Auf einer gemeinsamen Kabinettssitzung haben die Landesregierungen von Niedersachsen und Sachsen-Anhalt am Dienstag unter anderem über die Zukunft der angeschlagenen Nord/LB beraten. Als Träger der Landesbank haben sich beide Länder dafür ausgesprochen, auch künftig dafür zu sorgen, dass das Kreditinstitut bestehen bleibt. Ziel sei es, dass sich die Nord/LB viel mehr auf das regionale Geschäft konzentriere, sagte Sachsen-Anhalts Regierungssprecher Matthias Schuppe. Die Bank solle kleiner, schlagkräftiger und nachhaltig rentabel werden. Risikogeschäfte wie etwa Schiffsfinanzierungen sollen künftig unterbleiben. Einen weiteren Abbau von Arbeitsplätzen halten beide Länder für "leider unausweichlich".
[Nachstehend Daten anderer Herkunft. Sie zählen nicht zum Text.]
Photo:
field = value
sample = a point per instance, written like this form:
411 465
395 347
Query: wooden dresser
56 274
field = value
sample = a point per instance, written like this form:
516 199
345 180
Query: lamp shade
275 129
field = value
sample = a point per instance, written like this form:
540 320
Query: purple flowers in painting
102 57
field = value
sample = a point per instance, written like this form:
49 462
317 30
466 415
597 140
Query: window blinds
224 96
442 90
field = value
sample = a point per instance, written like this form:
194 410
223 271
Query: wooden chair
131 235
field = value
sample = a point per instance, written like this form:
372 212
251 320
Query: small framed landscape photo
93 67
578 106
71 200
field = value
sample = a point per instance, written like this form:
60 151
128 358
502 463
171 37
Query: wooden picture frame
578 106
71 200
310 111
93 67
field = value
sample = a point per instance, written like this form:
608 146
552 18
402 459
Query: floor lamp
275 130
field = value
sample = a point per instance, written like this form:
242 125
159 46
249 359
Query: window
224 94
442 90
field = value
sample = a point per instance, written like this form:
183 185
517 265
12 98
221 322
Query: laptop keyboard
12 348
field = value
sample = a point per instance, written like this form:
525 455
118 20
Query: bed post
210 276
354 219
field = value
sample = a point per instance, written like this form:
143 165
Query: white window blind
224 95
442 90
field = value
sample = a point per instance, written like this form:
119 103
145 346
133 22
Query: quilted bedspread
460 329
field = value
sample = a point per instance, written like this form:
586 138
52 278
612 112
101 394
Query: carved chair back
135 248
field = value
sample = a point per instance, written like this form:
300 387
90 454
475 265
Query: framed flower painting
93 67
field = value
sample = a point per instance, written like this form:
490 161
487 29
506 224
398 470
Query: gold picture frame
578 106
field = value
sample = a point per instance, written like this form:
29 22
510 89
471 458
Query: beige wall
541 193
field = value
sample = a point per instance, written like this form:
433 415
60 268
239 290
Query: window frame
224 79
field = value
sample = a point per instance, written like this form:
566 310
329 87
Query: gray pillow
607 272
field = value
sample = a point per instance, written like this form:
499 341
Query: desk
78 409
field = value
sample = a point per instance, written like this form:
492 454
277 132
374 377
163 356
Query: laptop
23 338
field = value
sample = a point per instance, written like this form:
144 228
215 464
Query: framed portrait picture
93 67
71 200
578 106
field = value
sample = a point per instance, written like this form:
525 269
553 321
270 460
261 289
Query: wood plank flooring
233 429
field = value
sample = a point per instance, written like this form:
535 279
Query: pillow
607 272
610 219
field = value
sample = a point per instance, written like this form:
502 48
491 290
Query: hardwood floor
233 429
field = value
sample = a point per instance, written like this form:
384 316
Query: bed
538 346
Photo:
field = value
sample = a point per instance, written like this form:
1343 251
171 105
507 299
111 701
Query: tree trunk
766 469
Gemeinsame Feier am 9. November geplant

Darüber hinaus beschlossen die beiden Landesregierungen in ihrer Sitzung auf Gut Zichtau in Gardelegen (Altmarkkreis), das Jubiläum der Grenzöffnung am 9. November vor 30 Jahren gemeinsam feiern zu wollen. Die Feierlichkeiten sind demnach auf dem Gelände der Gedenkstätte "Deutsche Teilung Marienborn" geplant. Außerdem ging es darum, die Infrastruktur für die Menschen in den grenznahen Räumen gemeinsam zu verbessern. In beiden Ländern seien diese Regionen besonders vom demografischen Wandel betroffen. Grenzübergreifend sollen deshalb künftig unter anderem die medizinische Versorgung und der Unterhalt von Pflegeeinrichtungen geplant und optimiert werden.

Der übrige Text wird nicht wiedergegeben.